On Fri, 4 May 2001, Benjamin Sugars wrote:
> On Fri, 4 May 2001, Chris Stith wrote:
>
> > In a completely Open Source world, we wouldn't have to worry, as
> > (almost) everything would be rebuilt around the new version of the
> > library anyway.
>
> You've lost me. We want perl to build on both the old and the new.
Obviously, you are lost in the fact that only half of the paragraph
is being referenced in your response. ;-) The original mentions pros
and cons of updating the libraries on both types of OSes.
> > If you serialize the calls, then anything that happens inside the
> > binary library doesn't happen at the same time between threads.
> > Period. If you wait until one call to localtime() has returned
> > before making another, for example, then the two calls cannot
> > possibly interfere with one another.
>
> I do not think this is true. The first call can return a pointer to
> static data. Subsequent threads can clobber this data.

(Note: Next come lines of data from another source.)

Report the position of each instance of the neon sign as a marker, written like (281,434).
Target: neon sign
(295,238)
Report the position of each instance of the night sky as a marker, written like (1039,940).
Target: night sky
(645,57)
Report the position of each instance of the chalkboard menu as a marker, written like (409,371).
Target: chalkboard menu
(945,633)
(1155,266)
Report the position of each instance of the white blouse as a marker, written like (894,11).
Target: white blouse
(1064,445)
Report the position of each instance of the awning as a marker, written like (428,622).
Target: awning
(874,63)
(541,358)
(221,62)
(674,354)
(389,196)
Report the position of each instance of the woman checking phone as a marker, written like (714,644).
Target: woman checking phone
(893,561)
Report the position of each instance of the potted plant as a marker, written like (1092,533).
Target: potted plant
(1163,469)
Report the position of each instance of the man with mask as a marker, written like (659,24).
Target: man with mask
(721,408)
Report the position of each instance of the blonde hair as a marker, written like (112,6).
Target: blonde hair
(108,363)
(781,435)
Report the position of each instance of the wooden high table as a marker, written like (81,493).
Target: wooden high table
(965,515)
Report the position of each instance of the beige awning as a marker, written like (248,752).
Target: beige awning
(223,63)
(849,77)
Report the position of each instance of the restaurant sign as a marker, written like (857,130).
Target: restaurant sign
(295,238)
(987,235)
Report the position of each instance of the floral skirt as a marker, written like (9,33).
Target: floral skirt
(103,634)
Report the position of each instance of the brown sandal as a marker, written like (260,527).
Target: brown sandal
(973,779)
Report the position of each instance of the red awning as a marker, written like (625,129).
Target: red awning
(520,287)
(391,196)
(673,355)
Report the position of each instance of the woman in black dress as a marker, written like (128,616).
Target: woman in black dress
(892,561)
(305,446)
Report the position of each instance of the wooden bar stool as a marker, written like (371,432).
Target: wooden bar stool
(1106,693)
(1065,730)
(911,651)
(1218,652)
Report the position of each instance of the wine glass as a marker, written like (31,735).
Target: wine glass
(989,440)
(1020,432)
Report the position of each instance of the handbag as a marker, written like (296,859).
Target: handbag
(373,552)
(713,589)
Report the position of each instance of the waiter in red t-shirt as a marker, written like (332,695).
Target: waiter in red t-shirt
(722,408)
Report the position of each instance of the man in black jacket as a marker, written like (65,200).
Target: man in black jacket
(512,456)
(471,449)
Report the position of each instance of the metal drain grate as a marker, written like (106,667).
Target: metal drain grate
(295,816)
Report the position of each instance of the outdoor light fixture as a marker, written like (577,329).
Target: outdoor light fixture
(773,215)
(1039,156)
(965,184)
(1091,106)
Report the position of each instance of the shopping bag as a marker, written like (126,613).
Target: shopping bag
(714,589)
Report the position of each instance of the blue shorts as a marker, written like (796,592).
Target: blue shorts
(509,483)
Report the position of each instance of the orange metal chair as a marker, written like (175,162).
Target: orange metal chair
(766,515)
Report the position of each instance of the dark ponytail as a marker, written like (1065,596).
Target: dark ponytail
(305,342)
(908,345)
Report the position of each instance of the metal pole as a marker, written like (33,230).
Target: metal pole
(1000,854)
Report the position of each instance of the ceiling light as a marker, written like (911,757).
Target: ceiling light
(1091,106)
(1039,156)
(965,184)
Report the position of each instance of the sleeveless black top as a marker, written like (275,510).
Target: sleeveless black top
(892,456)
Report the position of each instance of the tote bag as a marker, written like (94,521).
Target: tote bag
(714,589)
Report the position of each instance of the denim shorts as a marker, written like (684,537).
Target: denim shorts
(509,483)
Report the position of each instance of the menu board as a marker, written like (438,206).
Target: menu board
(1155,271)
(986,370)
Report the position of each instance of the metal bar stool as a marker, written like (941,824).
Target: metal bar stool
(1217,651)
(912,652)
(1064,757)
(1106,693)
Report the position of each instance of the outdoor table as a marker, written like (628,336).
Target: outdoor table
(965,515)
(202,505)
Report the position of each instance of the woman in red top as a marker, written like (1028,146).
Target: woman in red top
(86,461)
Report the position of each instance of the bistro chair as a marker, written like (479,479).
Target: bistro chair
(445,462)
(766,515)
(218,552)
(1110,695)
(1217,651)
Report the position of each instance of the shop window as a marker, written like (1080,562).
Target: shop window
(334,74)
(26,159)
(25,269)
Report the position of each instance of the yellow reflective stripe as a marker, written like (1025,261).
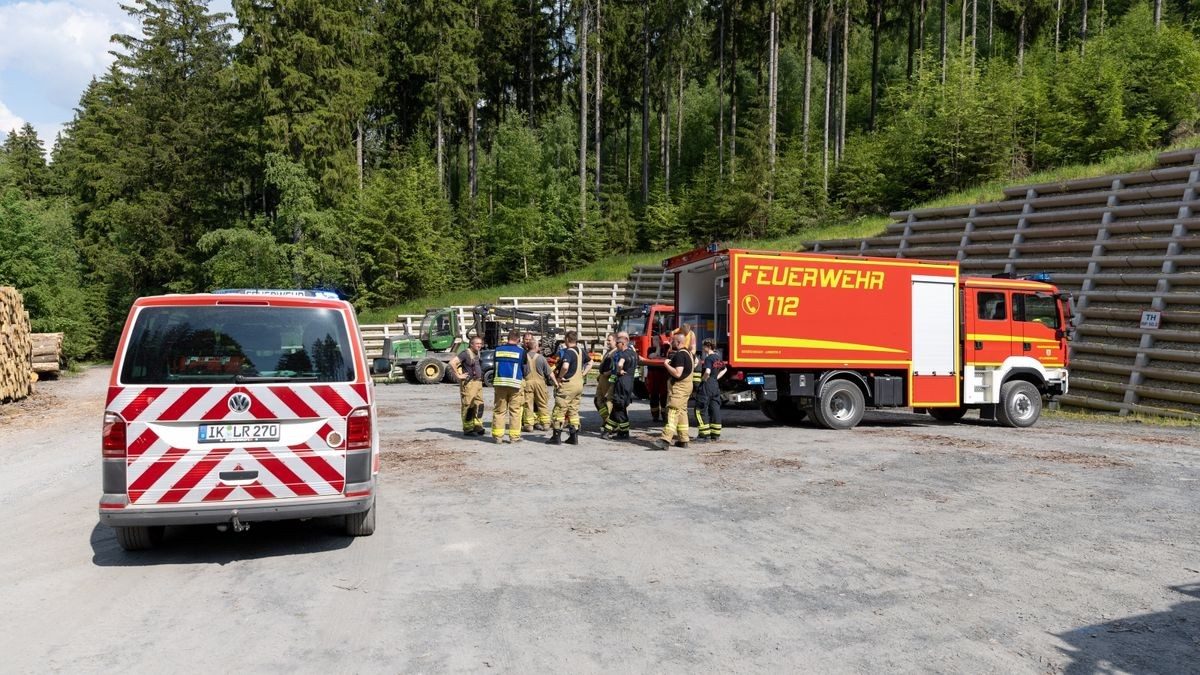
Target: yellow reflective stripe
(805,344)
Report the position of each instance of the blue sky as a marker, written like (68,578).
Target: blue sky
(49,49)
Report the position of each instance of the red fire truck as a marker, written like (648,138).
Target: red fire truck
(828,336)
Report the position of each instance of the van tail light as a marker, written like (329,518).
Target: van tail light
(113,440)
(358,429)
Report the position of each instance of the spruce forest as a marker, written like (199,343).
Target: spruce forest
(397,148)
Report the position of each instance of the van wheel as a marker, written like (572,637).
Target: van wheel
(139,538)
(948,414)
(361,524)
(840,406)
(1020,404)
(430,371)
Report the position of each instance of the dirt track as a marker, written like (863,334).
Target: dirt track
(901,545)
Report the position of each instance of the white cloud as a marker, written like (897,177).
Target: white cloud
(9,121)
(60,45)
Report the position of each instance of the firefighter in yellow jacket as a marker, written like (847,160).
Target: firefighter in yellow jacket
(679,365)
(537,388)
(603,401)
(573,365)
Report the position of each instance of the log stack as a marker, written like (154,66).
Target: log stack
(47,353)
(16,368)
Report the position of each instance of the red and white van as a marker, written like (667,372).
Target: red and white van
(238,406)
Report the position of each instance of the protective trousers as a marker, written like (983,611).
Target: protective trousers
(708,411)
(603,399)
(507,411)
(677,411)
(472,394)
(622,395)
(567,401)
(537,395)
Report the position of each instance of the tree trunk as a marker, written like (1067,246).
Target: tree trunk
(1057,27)
(808,77)
(991,22)
(1020,45)
(876,22)
(772,107)
(845,77)
(583,117)
(912,42)
(733,93)
(532,24)
(646,105)
(599,97)
(975,31)
(720,97)
(679,121)
(825,145)
(1083,28)
(942,48)
(666,136)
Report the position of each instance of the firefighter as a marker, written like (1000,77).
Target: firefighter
(679,366)
(511,369)
(708,393)
(568,375)
(604,388)
(468,370)
(624,365)
(537,395)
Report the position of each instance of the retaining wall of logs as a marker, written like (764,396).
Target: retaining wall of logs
(16,370)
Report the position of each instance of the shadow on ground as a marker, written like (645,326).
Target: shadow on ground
(1163,641)
(203,544)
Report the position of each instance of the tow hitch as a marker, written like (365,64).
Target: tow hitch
(238,526)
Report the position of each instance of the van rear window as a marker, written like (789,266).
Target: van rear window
(238,344)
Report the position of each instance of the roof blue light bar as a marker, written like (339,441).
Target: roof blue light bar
(281,292)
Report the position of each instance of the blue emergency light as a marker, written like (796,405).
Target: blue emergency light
(281,292)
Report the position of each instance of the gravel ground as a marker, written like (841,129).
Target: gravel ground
(903,545)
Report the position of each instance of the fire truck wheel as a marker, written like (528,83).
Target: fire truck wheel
(139,538)
(360,524)
(840,406)
(430,371)
(1020,404)
(948,414)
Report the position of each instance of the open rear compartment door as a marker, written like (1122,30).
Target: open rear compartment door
(935,342)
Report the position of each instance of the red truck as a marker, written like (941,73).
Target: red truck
(828,336)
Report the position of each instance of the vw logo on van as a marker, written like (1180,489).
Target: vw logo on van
(239,402)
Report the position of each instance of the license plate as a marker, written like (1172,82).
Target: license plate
(238,432)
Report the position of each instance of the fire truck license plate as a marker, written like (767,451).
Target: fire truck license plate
(239,432)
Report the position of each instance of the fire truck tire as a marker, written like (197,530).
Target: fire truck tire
(361,524)
(430,371)
(139,538)
(948,414)
(1020,404)
(840,406)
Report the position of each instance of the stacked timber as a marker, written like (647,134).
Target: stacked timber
(47,352)
(16,371)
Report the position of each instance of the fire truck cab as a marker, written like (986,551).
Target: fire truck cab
(828,336)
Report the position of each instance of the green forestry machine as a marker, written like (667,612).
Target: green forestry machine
(425,358)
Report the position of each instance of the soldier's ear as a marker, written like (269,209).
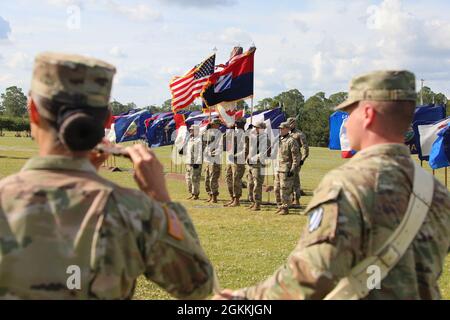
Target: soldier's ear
(108,119)
(369,115)
(32,111)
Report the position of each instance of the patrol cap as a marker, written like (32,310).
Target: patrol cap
(72,79)
(260,125)
(240,121)
(292,122)
(216,121)
(381,86)
(284,125)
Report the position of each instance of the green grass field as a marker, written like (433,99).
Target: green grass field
(245,247)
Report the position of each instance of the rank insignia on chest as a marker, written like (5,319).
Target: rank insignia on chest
(315,219)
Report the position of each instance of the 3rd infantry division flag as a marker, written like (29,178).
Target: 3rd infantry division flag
(234,82)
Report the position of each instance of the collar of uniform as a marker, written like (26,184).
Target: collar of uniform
(393,149)
(54,162)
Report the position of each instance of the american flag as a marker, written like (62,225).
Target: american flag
(188,87)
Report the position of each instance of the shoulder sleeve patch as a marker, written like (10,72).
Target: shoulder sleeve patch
(174,226)
(322,214)
(323,195)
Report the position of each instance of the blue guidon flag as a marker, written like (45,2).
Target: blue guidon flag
(234,82)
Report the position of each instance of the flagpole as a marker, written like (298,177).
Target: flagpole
(446,177)
(251,111)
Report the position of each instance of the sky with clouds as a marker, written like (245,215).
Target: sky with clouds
(309,45)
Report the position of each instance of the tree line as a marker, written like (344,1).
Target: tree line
(312,114)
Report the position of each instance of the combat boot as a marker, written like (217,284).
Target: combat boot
(235,203)
(257,207)
(229,203)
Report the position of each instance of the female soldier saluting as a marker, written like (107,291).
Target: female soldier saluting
(58,217)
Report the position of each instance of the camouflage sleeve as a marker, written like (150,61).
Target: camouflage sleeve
(304,147)
(173,256)
(296,156)
(325,253)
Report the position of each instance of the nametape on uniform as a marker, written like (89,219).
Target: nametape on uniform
(174,227)
(315,219)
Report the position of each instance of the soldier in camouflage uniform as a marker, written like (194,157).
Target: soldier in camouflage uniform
(235,142)
(357,206)
(257,151)
(288,161)
(212,142)
(194,162)
(300,137)
(60,221)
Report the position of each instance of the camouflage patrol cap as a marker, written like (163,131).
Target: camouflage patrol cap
(216,121)
(72,79)
(292,122)
(260,125)
(240,121)
(381,86)
(284,125)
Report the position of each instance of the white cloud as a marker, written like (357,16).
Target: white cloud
(234,36)
(139,12)
(6,78)
(5,29)
(131,80)
(117,52)
(20,60)
(299,23)
(200,3)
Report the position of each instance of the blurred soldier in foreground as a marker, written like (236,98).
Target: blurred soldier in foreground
(288,160)
(60,220)
(257,150)
(194,162)
(379,226)
(212,140)
(300,137)
(235,142)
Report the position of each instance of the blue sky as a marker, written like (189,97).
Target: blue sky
(309,45)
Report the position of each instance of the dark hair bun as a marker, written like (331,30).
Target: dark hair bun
(81,132)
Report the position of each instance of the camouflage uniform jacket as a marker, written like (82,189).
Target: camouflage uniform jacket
(302,143)
(212,145)
(57,212)
(288,154)
(257,149)
(234,141)
(354,210)
(194,150)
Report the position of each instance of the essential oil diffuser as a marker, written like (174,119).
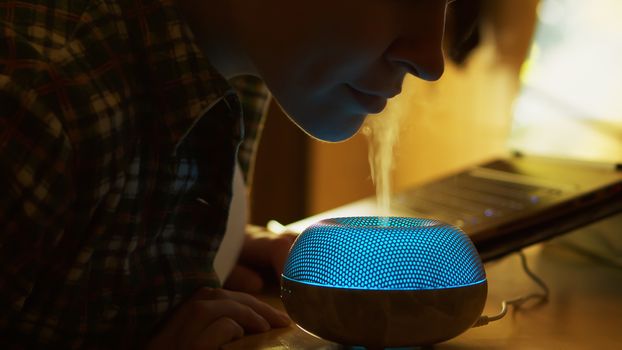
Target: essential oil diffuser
(383,281)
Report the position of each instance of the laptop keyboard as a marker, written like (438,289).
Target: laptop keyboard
(467,200)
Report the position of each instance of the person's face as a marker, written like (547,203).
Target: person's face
(330,63)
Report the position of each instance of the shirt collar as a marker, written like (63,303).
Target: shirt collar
(181,80)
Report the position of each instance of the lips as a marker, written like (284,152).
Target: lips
(372,104)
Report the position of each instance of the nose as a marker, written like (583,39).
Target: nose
(419,48)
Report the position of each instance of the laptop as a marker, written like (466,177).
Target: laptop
(564,165)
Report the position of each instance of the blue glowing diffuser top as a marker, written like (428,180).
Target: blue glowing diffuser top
(384,253)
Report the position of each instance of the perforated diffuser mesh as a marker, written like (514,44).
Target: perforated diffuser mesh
(389,253)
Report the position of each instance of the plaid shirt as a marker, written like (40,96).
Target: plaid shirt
(117,148)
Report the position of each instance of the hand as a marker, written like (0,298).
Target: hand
(263,252)
(214,317)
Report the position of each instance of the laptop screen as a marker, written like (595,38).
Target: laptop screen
(570,104)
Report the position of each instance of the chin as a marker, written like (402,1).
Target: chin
(332,130)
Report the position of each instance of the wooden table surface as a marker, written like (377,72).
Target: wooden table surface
(584,309)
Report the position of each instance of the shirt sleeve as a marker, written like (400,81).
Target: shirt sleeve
(36,190)
(255,99)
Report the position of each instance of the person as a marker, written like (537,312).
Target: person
(121,125)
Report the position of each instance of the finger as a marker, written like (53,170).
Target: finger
(274,317)
(245,280)
(203,313)
(220,332)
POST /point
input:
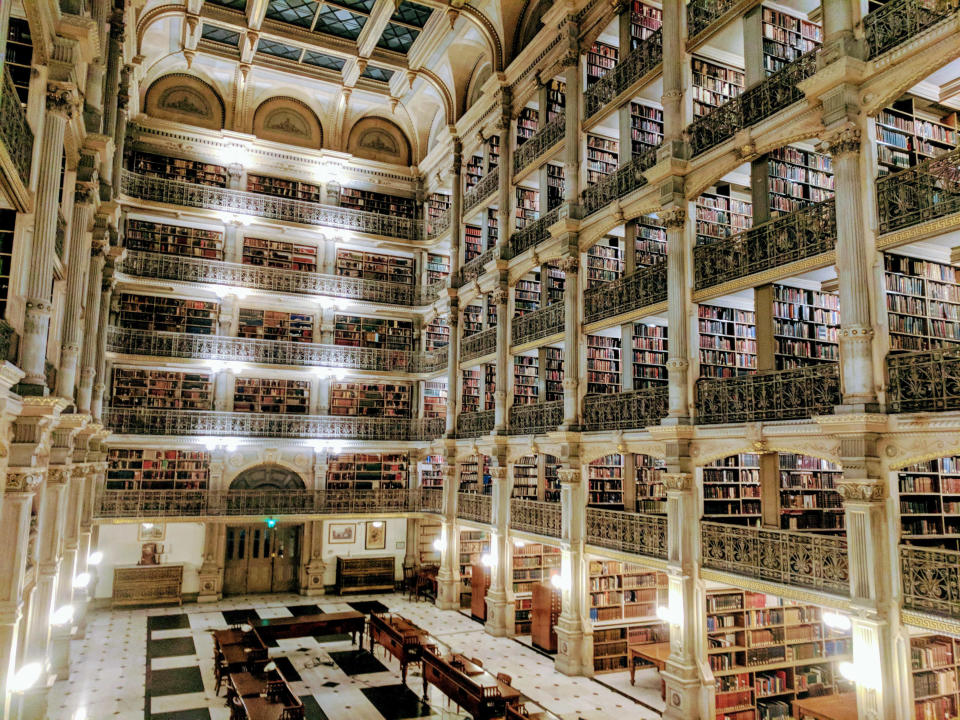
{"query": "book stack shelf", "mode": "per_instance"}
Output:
(786, 38)
(173, 240)
(728, 341)
(713, 85)
(731, 490)
(379, 333)
(375, 266)
(367, 471)
(190, 171)
(293, 189)
(806, 327)
(165, 314)
(923, 304)
(603, 365)
(381, 203)
(765, 654)
(272, 325)
(371, 399)
(142, 469)
(809, 500)
(161, 389)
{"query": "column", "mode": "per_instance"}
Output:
(60, 107)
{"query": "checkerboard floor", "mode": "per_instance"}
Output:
(157, 664)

This is why 'serilization' and 'thread-local storage' go hand in hand,
and have rarely been mentioned more than five lines apart througout
the thread. It is for exactly this situation that thread-local
storage is so important. If a call returns a pointer, then it should
be part of the serialization process to dereference the pointer,
grab the value, and put it someplace private to the current thread.
Of course, if I do the following in a single-threaded program,
the second call clobbers the data from the first anyway:
my $time;
$time = localtime;
$time = localtime;
Does this mean that localtime() is not single-thread safe? Or does
it just mean that in order to keep a value around you have to put
it somewhere you know won't get overwritten?